Professor Goldstein was often recognized for his scholarship and his contributions to the field of law. A fellow of the American Academy of Art and Sciences and a member of the National Academy of Science's Institute of Medicine, he was also the recipient of the Charles J. Parker Legal Services Award of the Connecticut Bar Association in 1983. In 1984, the American Psychoanalytic Association conferred upon him honorary membership "in recognition of his contribution to psychoanalysis as a scholar and teacher as applied to the fields of law and psychiatry." He received an honorary doctorate from the Faculty of Law of Goethe University in 1985; and a Special Achievement Award from the New Haven Legal Assistance Association in 1989. In 1990, the International Academy of Law and Mental Health presented him with the Philippe Pinel Award .

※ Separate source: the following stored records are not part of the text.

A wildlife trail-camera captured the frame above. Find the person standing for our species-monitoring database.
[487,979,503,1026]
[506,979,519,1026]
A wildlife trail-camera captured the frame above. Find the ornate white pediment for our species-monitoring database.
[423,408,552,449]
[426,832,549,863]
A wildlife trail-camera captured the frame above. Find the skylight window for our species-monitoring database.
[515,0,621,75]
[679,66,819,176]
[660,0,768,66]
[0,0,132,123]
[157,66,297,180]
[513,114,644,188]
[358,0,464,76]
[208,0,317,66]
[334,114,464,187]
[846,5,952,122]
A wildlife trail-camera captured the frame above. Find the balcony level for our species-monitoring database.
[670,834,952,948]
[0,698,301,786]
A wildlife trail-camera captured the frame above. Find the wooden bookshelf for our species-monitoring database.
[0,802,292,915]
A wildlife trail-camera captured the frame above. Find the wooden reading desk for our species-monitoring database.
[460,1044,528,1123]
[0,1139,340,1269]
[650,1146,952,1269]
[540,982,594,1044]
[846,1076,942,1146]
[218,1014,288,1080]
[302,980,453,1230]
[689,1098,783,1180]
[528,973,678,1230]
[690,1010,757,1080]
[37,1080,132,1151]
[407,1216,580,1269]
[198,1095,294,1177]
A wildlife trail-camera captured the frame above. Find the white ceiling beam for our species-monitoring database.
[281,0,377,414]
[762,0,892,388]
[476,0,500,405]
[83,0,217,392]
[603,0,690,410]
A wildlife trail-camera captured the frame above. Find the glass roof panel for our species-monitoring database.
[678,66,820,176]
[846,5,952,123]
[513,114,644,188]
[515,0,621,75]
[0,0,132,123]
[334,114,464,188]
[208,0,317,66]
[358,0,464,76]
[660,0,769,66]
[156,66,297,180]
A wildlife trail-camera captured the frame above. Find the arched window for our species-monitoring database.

Professor Goldstein is survived by his wife and frequent co-author, the former Sonja Lambek; four children: Joshua of Cambridge, Massachusetts, Anne of Hartford, Connecticut, Jeremiah of Philadelphia, Pennsylvania, and Daniel of Davis, California; and eight grandchildren. Also surviving are a brother, E. Ernest Goldstein of Texas; and a sister, Miriam Sommer of New Haven.
A service for Professor Goldstein was held on March 14 at Temple Mishkan Israel. Interment was at the Grove Street Cemetery in New Haven. A memorial service at the Law School is planned at a later date.
Memorial contributions may be made to New Haven Legal Assistance Association and to the Friends of the Library of the Supreme Court of Israel.